His face was now so near to hers that she found herself squinting back. ‘I don’t know,’ she said, blindly, in complete prostration of the intellect.

But this was no answer for Mr. Eccles.

‘M’m?’ he said, and then, again, as his hold round her waist was made firm, ‘What?’ . . .

‘You shouldn’t be doing this, you know,’ said Ella. ‘Should you?’

‘M’m?’ said Mr. Eccles. ‘What?’

Could the unfortunate murmuring man say nothing but ‘What?’ Hysteria would seize her in a moment and she would start giggling.

‘I said you shouldn’t be doing this,’ she said. ‘Should you?’

‘What?’ said Mr. Eccles. ‘What?’ . . .

It was no good. Mr. Eccles was in a trance, and would go on saying ‘What’ till midnight and beyond if left in peace. She definitely would have to leave him.
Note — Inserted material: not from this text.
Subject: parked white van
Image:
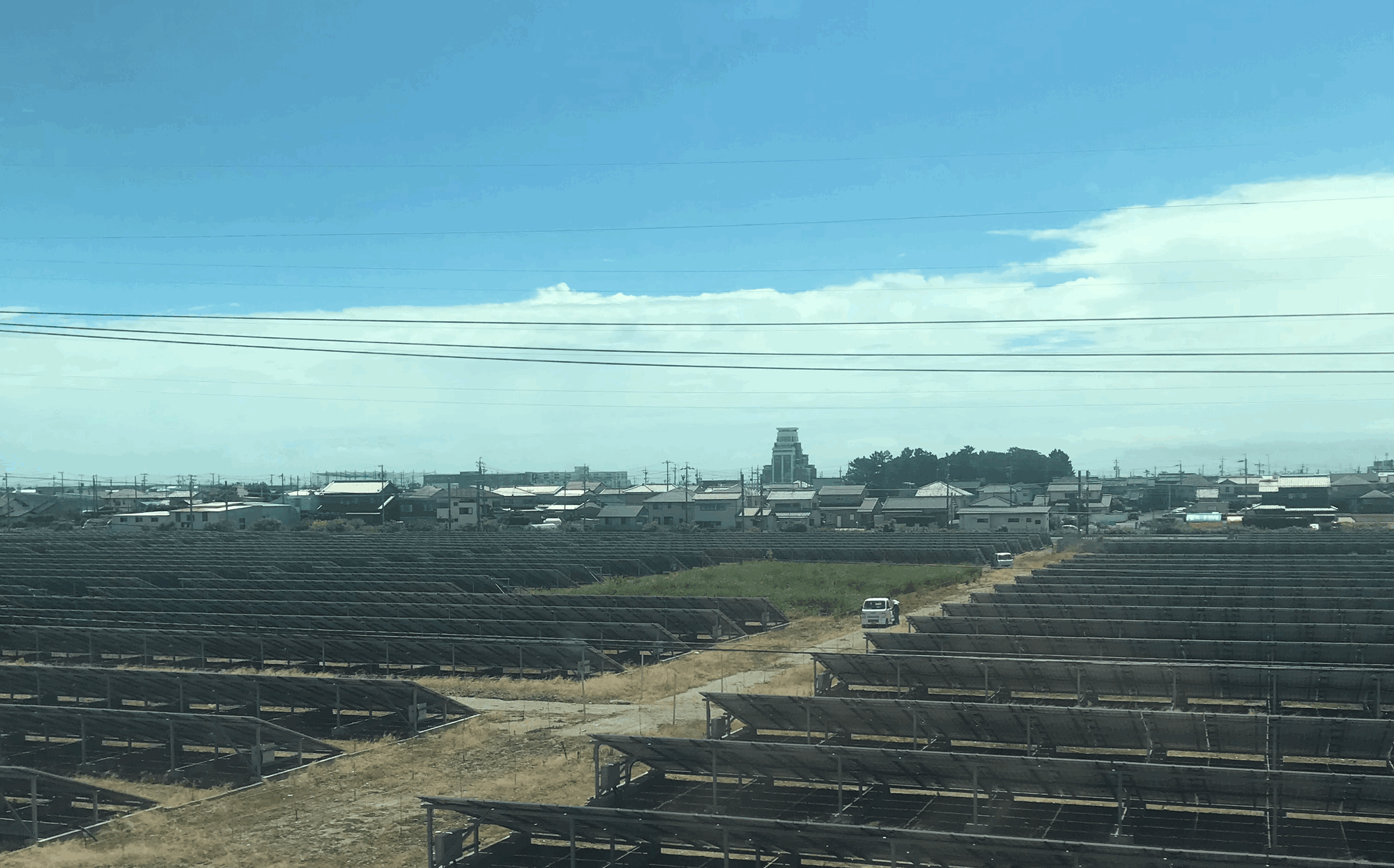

‘Well, I really must be going,’ she said putting her hand on his arm, as though to release herself.

‘What?’ said Mr. Eccles, ignoring this, and pressing her towards him with such vigour and suddenness that they both swayed, and righted themselves with the greatest difficulty. ‘What?’

‘Well –
what
?’ said Ella, now losing her patience a little.

‘M’m?’ said Mr. Eccles. ‘You Little Devil, you. What?’

Oh Lord, thought Ella, what a terrible, versatile,
unaccountable man! At the last moment he was piling sheer quizzing rakishness on top of all else. What was she expected to do now – stay and be Satanic? She couldn’t do it.

‘Well, I really must go,’ she said writhingly. ‘Will you come in and see me again soon?’

‘Aren’t you a Little Devil?’ said Mr. Eccles. ‘What?’

There was nothing for it – she would have to be firm, and risk offending him. She took hold of his arm with both her hands, and freed herself.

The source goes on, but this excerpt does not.